Lower Deduction Certificate (Form 13) — reduce TDS at source

An NRI seller who applies for and receives a Lower Deduction Certificate from the jurisdictional I-T officer can have TDS deducted on the actual gain, not on the full sale price. This is a meaningful saving when the holding period is long and the gain is modest.

  • File Form 13 with the I-T officer of the buyer’s jurisdiction (not seller’s).
  • Submit cost basis proof: auction sale certificate, stamp duty challan, improvement bills.
  • Officer issues a certificate specifying the lower TDS rate.
  • Buyer deducts TDS at the certified rate instead of the default 12.5% / slab rate.
  • Apply 6-8 weeks before the resale closing date — process takes 30-45 days.

DTAA relief for NRIs in treaty countries

India has Double Taxation Avoidance Agreements with 90+ countries. NRIs in those countries can avoid being taxed twice on Indian property gains.

  • USA, UK, Singapore, UAE, Canada, Australia: DTAA covers capital gains on Indian immovable property.
  • Indian tax is paid first; the foreign jurisdiction gives credit (foreign tax credit) up to its own tax liability on the same income.
  • Form 67 must be filed with the Indian I-T return to claim DTAA relief on subsequent income.
  • Tax Residency Certificate (TRC) from the home country is mandatory documentation.

Repatriation of sale proceeds

After paying Indian tax, the NRI seller can repatriate sale proceeds abroad. RBI rules cap residential property repatriation at the lower of (a) the original foreign currency funding amount or (b) USD 1 million per financial year.

  • Funds for purchase came from NRE/FCNR — entire sale proceeds (post-tax) are freely repatriable up to original investment + capital appreciation, subject to USD 1m/year cap.
  • Funds for purchase came from NRO or rupee sources — entire post-tax sale proceeds repatriable but counts toward USD 1m/year cap.
  • Use Form 15CA + 15CB (CA-certified) to repatriate; banks will not remit without these.
  • More than 2 residential properties acquired post-2009: only first 2 are freely repatriable; others need RBI approval.

Section 54 / 54EC for NRIs

NRIs can claim Section 54 (reinvest in another residential property in India) and Section 54EC (REC/NHAI bonds) exemptions on long-term capital gains, just like residents. The reinvestment must be in India.

  • Section 54: reinvest LTCG in residential property in India within 1 year before or 2 years after sale (3 for under-construction). Lock-in 3 years.
  • Section 54EC: invest in NHAI/REC bonds within 6 months. Cap INR 50 lakh / FY. Lock-in 5 years.
  • These exemptions must be claimed in the Indian I-T return; the NRI must file ITR-2 in India.
  • DTAA partner countries usually do not require declaring exempt Indian gains in the home country, but consult the local CA / tax advisor.

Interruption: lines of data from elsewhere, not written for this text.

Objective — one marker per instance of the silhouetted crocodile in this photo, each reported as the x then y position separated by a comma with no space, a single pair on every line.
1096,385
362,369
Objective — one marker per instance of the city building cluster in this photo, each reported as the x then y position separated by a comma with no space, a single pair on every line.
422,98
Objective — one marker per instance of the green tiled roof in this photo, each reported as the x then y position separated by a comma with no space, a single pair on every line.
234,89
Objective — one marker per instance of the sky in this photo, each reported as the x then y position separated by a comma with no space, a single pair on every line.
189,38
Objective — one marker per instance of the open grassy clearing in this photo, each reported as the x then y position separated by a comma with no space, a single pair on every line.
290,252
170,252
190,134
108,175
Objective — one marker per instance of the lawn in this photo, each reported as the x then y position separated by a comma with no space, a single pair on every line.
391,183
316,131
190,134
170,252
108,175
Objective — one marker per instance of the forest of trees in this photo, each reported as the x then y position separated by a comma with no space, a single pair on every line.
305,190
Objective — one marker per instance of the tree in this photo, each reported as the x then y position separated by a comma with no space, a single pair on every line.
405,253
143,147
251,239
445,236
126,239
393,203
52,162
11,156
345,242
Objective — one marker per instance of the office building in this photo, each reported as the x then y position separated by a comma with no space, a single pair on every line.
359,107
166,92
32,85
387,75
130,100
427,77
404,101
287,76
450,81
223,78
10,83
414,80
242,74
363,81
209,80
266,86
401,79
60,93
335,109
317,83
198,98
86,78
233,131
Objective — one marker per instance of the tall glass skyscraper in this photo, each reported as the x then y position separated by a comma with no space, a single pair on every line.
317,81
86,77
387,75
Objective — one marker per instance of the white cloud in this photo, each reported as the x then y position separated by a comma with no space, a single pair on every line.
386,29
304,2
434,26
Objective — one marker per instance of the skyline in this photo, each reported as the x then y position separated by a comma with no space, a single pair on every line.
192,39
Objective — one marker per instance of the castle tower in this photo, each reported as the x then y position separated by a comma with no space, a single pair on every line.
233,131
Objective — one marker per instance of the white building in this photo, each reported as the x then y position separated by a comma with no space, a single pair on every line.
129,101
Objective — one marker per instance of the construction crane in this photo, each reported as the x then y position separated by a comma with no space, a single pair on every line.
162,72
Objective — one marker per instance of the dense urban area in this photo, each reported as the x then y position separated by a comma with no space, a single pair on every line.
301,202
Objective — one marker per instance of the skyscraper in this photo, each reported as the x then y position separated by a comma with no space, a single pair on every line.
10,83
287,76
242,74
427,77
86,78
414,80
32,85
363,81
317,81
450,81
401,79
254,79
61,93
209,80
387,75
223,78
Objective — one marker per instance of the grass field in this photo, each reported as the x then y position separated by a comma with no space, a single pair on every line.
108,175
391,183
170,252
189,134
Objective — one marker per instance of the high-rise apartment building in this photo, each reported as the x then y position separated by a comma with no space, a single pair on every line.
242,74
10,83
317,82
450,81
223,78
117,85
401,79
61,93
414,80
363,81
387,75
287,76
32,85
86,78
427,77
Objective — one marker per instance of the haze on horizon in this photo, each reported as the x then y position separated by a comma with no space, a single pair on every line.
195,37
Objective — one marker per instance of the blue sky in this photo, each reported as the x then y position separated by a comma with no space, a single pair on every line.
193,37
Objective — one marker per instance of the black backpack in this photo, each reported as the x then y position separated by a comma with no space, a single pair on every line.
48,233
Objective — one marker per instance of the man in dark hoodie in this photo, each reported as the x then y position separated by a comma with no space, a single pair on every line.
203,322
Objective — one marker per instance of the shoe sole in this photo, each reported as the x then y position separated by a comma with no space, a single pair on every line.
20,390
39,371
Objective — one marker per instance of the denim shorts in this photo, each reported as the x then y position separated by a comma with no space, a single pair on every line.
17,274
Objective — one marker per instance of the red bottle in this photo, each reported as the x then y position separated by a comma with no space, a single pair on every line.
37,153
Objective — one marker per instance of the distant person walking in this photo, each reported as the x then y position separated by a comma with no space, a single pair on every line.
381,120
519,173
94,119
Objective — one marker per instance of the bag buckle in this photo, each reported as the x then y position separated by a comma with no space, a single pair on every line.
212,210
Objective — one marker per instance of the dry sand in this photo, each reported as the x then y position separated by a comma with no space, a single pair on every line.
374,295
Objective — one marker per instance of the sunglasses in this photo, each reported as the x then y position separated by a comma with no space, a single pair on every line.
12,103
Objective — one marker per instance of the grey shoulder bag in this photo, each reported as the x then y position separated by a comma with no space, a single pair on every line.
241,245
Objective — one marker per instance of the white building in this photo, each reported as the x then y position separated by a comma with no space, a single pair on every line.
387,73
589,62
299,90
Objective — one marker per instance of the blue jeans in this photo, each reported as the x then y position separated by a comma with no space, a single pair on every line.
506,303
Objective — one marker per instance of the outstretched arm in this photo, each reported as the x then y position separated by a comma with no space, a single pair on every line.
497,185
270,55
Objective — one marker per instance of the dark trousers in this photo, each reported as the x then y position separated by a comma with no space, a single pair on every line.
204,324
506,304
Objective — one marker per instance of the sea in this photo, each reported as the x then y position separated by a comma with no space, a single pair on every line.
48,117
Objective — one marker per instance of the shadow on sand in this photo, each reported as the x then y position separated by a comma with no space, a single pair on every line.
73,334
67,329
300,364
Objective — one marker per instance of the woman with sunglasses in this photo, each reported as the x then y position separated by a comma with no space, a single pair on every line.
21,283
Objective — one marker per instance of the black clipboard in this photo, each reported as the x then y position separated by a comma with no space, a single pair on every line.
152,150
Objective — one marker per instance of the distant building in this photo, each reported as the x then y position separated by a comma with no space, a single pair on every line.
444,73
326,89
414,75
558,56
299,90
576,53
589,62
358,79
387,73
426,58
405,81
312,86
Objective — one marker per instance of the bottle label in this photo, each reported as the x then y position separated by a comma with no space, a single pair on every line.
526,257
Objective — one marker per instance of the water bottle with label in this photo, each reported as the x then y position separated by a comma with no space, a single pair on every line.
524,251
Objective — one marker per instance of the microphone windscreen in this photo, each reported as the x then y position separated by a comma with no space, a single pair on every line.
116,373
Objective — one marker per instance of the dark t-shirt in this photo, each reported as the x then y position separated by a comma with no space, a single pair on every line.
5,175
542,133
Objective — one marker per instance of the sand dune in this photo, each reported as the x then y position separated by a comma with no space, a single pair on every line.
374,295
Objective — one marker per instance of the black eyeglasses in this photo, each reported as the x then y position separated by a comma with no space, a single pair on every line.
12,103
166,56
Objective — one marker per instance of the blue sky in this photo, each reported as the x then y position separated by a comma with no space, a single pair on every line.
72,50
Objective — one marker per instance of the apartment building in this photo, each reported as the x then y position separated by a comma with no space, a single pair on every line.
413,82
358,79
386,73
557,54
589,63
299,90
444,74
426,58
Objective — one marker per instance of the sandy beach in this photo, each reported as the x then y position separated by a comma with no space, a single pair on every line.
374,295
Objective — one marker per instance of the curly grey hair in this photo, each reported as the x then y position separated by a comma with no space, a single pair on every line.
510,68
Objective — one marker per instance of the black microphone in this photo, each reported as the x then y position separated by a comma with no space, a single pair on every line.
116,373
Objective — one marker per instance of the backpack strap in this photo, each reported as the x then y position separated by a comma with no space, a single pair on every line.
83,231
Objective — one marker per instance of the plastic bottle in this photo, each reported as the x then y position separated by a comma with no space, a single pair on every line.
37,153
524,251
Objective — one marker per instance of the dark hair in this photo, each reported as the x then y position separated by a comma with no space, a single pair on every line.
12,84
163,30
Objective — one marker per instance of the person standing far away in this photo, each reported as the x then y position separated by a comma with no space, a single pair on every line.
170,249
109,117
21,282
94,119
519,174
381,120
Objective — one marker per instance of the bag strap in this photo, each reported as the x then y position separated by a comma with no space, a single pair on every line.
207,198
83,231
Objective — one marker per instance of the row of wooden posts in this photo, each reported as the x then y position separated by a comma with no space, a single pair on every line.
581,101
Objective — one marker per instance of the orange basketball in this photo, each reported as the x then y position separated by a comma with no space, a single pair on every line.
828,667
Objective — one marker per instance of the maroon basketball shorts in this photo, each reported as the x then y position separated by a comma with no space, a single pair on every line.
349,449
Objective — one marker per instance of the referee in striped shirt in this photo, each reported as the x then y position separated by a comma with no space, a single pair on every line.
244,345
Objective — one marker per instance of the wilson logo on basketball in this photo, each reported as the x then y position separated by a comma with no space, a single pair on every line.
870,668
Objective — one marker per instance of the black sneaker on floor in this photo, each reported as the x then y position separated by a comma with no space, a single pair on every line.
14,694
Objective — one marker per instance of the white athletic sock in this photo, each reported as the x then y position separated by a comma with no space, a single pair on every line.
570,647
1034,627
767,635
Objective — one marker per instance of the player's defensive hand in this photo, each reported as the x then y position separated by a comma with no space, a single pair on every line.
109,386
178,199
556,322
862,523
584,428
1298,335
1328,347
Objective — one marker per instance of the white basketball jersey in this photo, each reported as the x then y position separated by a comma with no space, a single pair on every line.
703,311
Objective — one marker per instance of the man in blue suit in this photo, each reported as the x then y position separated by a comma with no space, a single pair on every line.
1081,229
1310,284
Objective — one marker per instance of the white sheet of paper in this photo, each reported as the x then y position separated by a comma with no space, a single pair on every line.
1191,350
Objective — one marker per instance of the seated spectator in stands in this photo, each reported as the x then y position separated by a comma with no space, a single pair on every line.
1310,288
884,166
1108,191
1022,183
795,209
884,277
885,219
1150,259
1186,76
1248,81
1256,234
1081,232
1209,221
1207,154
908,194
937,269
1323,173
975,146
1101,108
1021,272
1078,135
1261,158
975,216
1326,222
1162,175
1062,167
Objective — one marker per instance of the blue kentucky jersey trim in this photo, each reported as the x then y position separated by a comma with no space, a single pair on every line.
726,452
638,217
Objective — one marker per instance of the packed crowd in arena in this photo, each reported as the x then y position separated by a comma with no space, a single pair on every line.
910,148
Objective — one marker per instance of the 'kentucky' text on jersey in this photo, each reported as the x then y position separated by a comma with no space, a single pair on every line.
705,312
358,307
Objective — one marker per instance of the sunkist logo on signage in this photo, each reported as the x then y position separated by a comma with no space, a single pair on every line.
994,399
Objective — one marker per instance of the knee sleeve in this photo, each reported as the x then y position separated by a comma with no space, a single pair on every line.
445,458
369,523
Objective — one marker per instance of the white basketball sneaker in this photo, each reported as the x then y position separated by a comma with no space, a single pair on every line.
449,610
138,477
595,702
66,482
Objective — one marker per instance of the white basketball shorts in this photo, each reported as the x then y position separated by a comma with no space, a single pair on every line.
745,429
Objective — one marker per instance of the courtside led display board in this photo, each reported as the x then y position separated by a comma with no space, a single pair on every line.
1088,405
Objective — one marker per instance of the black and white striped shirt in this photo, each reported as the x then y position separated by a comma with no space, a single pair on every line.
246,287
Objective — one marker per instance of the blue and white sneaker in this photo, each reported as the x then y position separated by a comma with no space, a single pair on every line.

Frequently Asked Questions

Can an NRI buy a bank auction property?

Yes. RBI permits NRI / OCI buyers for residential, commercial, and industrial property. Agricultural land, plantation, and farmhouses are off-limits. Funds must come from NRO / NRE / FCNR accounts or inward remittance.

What TDS does the NRI buyer deduct?

If buying from the bank (resident seller), deduct 1% under Section 194-IA. If buying from another NRI, deduct 12.5% (LTCG) or slab-rate (STCG) under Section 195 — you also need a TAN.

How much can an NRI repatriate after selling?

USD 1 million per financial year, after paying Indian tax. If the original purchase was funded from NRE/FCNR, the original investment is freely repatriable; only the gain counts toward the cap.

Can the NRI seller reduce TDS from 12.5% on the full sale price?

Yes — apply for a Lower Deduction Certificate (Form 13) with the I-T department 6-8 weeks before closing. The certificate calculates TDS on the actual gain, not the full consideration.

Does DTAA cover Indian property gains?

Yes for most major countries (USA, UK, Singapore, UAE, Canada, Australia). Indian tax is paid first; the foreign jurisdiction gives a credit. File Form 67 with the Indian return + TRC from the home country.